Jak podaje Gazeta Wyborcza (http://serwisy.gazeta.pl/kraj/1,34308,2510122.html), b. powiatowa lekarz weterynarii oświadczyła, że film jest manipulacją, a w podległych jej rzeźniach nigdy nie dochodziło do znęcania się nad zwierzętami. Zeznawał też weterynarz, który feralnego dnia miał kontrolować ubój w Żelistrzewie. Oświadczył, że film jest zainscenizowany i nie przedstawia prawdziwego zdarzenia. Przyznał jednak, że mógł być nieobecny podczas uboju, bo miał tak wiele obowiązków, że wymagałoby to bycia w kilku miejscach jednocześnie. Weterynarze - jak podaje Wyborcza - uniknęli oskarżenia dzięki luce prawnej.
Z zasłyszanych przeze mnie informacji, weterynarz nadzorujący ubój otrzymuje ok. 5 złotych od skontrolowanej sztuki, co miesięcznie daje zarobek liczony w grubych tysiącach złotych, trudno więc się dziwić, że weterynarze nie chcą piłować gałęzi na której siedzą.

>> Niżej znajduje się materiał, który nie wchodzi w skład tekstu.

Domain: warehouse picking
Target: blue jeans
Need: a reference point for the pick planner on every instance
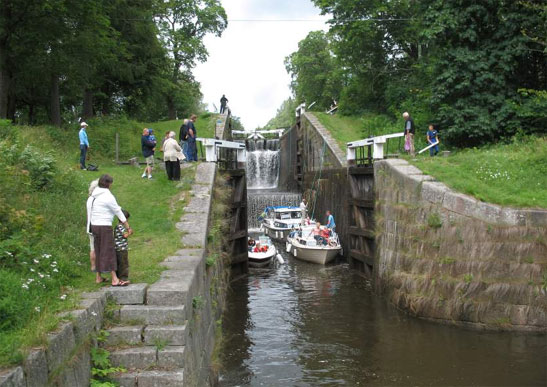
(83, 153)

Pozostaje jednak pytanie o etykę - zarówno etykę zawodową weterynarzy, jak i zwykłą moralność pracowników rzeźni. Trudno kwestionować zasadność żywienia się zwierzętami, ale czowiek, będąc istotą świadomą i myślącą, nie powinien zadawać zwierzętom cierpień większych niż jest to konieczne. Dla wszystkich Europejczyków powinno to jednoznacznie wynikać z zasad humanizmu, ponadto dla osób wierzących jest to obraza Stwórcy, który dał ludziom zwierzęta we władanie. Robienie sobie zabawy z topienia świni w oparzarce jest moralnie obrzydliwe.
Takie zdarzenia nie przynoszą chluby Kaszubom.